Closed CamDavidsonPilon closed 2 years ago

CamDavidsonPilon commented 3 years ago

We can use the hardware, I2C channels, and EEPROM to know what version of the HAT was are using. How should the software change?

CamDavidsonPilon commented 2 years ago

This is now an immediate issue.

List of current changes needed between dev hardware versions:

  1. pin 1 in PWM_TO_PIN
  2. ADS11115 vs ADS1015
  3. Heating PWM is fixed (should be removed from config)
  4. eeprom exists

Let's look at a simple example: PWM pin 1 changed from 6 to 17 between versions 0.0 and 0.1. How should we be able to support both? (Yes, we must support all versions of boards)

(master, as of writing)

PWM_TO_PIN = {
    # map between PCB labels and GPIO pins
    1: 6,  # TODO: 17
    2: 13,  # hardware PWM1 available
    3: 16,
    4: 12,  # hardware PWM0 available
    5: 18,
}

Have some mapping in the code?

from pioreactor.version import update_for_version

PWM_TO_PIN = {
    # map between PCB labels and GPIO pins
    1: update_for_version['pwm_to_pin1']
    2: 13,  # hardware PWM1 available
    3: 16,
    4: 12,  # hardware PWM0 available
    5: 18,
}

### version.py

def get_hardware_version():
   ... logic for hardware version here

if get_hardware_version() == 0.0:
   update_for_version = {
     pwm_to_pin1: 6,
     ...
   }
elif get_hardware_version() == 0.1:
   update_for_version = {
     pwm_to_pin1: 17,
     ...
   }
...

It's very simple, which I like, but will this cover all required cases? A problem may be that over time, as new versions come out, this update_for_version gets large and starts to permeate more and more of the code base. OTOH, YAGNI.

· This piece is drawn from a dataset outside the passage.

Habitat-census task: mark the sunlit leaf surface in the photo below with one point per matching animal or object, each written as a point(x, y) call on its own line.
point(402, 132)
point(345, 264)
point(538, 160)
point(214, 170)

Instead of dicts, where an update of a hardware thing needs to be applied to every dict, another idea is a hierarchy of classes, each modifying / replacing the previous one.

class _Base:
    # defaults here
    pwm_to_pin1 = 6
    ads = "ads1115"
    heater_fixed = False
    ...
    def __getitem__(self, key):
        return getattr(self, key)

class Version0P0(_Base):
    pass

class Version0P1(Version0P0):
    pwm_to_pin1 = 17
    ads = "ads1015"
    heater_fixed = True

class Version0P2(Version0P1):
    ads = "ads1115"

....

This is a bit more abstracted. It's easier to reason about "diffs" between versions (good), but seeing the current state is harder. The if statement is still needed.

CamDavidsonPilon commented 2 years ago

Another option is to have different code bases. This seems really complicated, and limits swapping HATs between RPis (since the hard disk and the HAT are on different devices).